Thursday, February 12, 2009

Vegetable soup with brown rice and kidney beans


I made this soup up as I went along, with whatever I had available. It was served with toasted French bread. Everyone seemed to enjoyed it!

Makes 6 quarts

  • 4 quarts vegetable broth
  • 2 tablespoons canola oil
  • 2 teaspoons oregano
  • 2 carrots, sliced
  • 2 red peppers, sliced
  • 1 summer squash, sliced
  • 1/2 pound sweet peas
  • 2 heads bok choy, cut in 2-inch length
  • 2 teaspoons salt
  • 2 tablespoons maple syrup or equivalent sweetener
  • 1/2 teaspoon cayenne pepper
  • 1/2 teaspoon paprika
  • 1/2 teaspoon black pepper
  • 1 can 6-oz tomato paste
  • 2 cups cooked brown rice
  • 2 cups cooked kidney beans

1. Pour the broth in a 6 quart-pot bring to a boil.
2. In a pan or wok, add oil, oregano, add carrot, saute for 1 minute.
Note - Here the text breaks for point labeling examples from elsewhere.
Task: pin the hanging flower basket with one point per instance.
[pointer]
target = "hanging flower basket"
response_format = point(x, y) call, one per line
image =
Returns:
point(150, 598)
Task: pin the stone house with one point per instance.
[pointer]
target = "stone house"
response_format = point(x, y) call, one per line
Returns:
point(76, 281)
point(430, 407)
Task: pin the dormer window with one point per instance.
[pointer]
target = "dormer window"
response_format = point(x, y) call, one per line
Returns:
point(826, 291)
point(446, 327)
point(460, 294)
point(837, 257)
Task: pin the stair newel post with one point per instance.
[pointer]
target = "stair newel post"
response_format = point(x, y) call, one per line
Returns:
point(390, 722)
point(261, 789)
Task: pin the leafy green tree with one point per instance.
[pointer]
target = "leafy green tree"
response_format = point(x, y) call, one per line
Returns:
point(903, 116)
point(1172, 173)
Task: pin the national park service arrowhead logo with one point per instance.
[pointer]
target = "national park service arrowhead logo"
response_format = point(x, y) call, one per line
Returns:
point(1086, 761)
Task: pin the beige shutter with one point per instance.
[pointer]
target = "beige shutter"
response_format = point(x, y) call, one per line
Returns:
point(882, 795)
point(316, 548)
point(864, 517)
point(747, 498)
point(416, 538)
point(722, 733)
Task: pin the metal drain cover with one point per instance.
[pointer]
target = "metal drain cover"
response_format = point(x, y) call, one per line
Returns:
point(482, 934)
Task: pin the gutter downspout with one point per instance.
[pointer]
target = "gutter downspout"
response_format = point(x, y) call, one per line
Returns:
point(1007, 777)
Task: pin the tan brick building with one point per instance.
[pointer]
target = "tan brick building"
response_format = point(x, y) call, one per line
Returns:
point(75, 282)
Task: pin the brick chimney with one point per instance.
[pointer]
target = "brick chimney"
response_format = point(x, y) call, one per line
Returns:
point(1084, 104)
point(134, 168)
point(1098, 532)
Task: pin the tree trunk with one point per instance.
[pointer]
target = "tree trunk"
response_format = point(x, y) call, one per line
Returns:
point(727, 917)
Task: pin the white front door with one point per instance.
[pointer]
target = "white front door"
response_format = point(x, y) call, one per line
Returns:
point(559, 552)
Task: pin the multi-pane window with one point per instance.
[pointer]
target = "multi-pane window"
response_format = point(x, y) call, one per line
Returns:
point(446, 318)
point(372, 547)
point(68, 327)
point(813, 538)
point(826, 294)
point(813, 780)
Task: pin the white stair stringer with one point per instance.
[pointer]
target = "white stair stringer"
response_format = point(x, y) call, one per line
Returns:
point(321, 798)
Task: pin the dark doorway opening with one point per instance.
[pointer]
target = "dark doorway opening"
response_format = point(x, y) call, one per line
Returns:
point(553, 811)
Add peppers and saute for 1 minute, repeate for squash, sweet peas and bok choy.
3. Add salt, sweetener and spices.
4. Add the sauteed mixture to the broth pot.
5. Stir in tomato paste.
6. Add rice and beans.
7. Cover and simmer for 1 hour or transfer to a slow cooker, cook on low for 4 hours.
8. It even tasted better the next day.